DULWICH STORIES:

Local arborist John Welton offers tips for planting trees in small spaces

The Estate is home to hundreds of ancient trees. Everyone has a role in replenishing and maintaining our natural environment and as we approach autumn, this is the very best time for tree-planting.

Local arborist John Welton

Autumn

The ground is still warm. New tree roots are active for a few weeks yet, allowing them to establish with the surrounding soil. This means a healthier, more resilient tree next year.

Trees are essential to our environment. They absorb carbon dioxide, reflect heat upwards and so provide cooling effect. They host complex microhabitats for insects, lichen and fungi, as well as a valuable food source for a wide variety of birds. And they absorb airborne pollutants, reduce noise and provide screening.

Right tree for the right space

Consider the available space and the potential size of tree in 10 years, existing neighbouring trees, seasonal interest preferences (for example spring flowering, bark colour/texture) and what wildlife can be supported. Native species are often the best performers in this area.

Dig a planting hole twice the width and only slightly deeper than the container the tree is in. Remove clay or larger stones. Loosen the bottom of the hole to help drainage. Make sure the rootball is positioned in the hole with its surface level with the surrounding soil and the tree is perfectly upright. Compost/mycorrhizal root can be mixed with backfill to improve soil before refilling around the rootball and firming in to remove air pockets. Mulching around the base of the tree with compost and woodchip will help prevent weed, retain moisture, insulate from heat and cold and improve soil in the longer term. Larger trees should be staked to stabilise roots and aid establishment. Water with about 20-30 litres of water to settle the root ball in place.

Rowan (sorbus aucuparia) - spring white flowers, orange autumn fruits and leaf colour.

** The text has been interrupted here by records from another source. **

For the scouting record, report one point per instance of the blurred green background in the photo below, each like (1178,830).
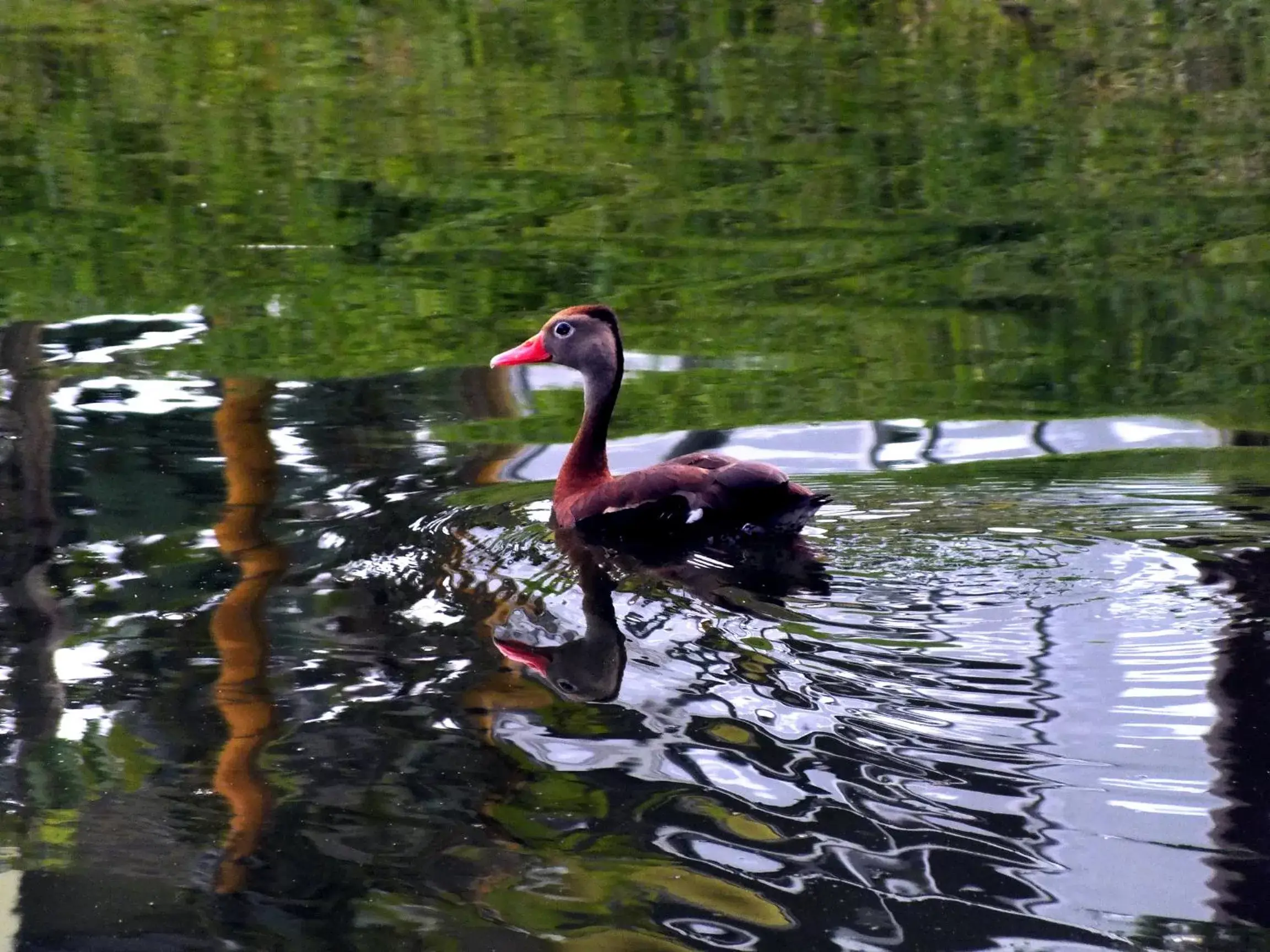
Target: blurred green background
(887,209)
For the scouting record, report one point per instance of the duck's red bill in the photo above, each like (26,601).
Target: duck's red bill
(524,654)
(530,352)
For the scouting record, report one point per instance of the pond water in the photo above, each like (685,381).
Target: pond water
(291,654)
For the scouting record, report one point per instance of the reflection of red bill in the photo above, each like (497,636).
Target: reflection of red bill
(524,654)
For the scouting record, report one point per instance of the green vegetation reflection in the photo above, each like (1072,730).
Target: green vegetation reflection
(1063,207)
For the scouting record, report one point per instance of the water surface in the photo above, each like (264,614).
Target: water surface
(276,573)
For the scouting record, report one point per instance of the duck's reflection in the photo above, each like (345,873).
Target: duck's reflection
(241,639)
(754,578)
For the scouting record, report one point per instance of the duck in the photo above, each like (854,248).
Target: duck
(754,579)
(692,497)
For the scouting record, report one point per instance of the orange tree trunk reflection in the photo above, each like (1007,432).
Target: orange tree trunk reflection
(238,625)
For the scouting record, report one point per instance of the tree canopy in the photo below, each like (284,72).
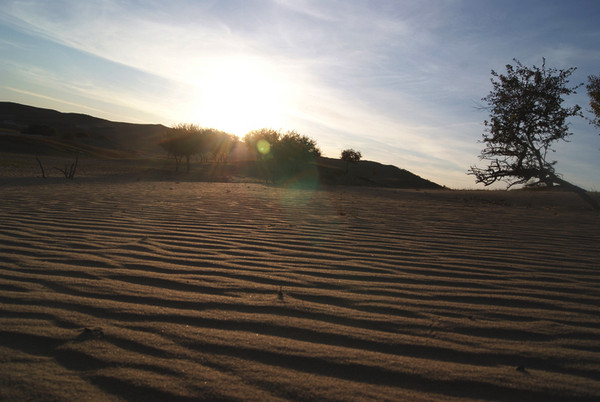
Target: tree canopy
(593,90)
(185,140)
(350,156)
(527,117)
(281,154)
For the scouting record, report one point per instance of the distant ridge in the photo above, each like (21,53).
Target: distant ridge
(126,138)
(56,133)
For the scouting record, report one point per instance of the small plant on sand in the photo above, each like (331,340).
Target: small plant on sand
(69,170)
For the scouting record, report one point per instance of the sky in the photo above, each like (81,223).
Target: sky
(400,81)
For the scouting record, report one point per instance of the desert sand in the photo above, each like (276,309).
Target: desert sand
(163,290)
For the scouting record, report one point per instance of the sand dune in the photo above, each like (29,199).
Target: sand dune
(167,291)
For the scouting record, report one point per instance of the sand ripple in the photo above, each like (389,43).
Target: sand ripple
(166,291)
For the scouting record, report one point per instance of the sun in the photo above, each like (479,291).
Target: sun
(241,94)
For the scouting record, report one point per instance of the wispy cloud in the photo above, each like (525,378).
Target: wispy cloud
(399,79)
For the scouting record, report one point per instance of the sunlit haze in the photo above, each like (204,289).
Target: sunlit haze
(401,81)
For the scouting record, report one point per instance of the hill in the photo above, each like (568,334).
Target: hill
(49,131)
(36,131)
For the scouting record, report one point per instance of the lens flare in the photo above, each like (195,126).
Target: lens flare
(263,146)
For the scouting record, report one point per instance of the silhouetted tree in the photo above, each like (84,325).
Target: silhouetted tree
(183,140)
(593,90)
(526,117)
(281,154)
(350,156)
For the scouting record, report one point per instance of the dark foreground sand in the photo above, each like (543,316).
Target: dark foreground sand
(166,291)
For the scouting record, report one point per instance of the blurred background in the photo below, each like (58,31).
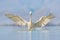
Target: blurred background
(21,8)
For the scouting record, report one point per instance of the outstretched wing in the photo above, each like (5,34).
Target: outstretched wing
(44,20)
(18,20)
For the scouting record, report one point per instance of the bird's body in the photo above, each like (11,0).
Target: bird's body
(41,22)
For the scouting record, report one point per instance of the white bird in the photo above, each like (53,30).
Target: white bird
(44,20)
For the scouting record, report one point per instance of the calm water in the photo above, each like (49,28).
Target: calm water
(18,33)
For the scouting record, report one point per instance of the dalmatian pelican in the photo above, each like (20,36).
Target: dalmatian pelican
(44,20)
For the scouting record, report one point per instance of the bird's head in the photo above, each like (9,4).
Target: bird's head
(30,12)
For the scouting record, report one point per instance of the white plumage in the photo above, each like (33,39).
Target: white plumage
(44,20)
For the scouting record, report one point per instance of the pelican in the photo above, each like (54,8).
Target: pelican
(44,20)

5 favourite smaller species

I recommend these for wildlife biodiversity and interest:

  • Rowan (sorbus aucuparia) - spring white flowers, orange autumn fruits and leaf colour.
  • Hawthorn (crataegus monogyna) - white spring flowers and red autumn berries with leaf colour.
  • Bird Cherry (prunus padus) - white racemes of almond scented flowers.
  • Cornelian Cherry (cornus mas) - tiny yellow flowers before leaves in February and fruits in August.
  • Cotoneaster Lacteus - evergreen small tree or large shrub with flowers in spring and masses of berries in autumn.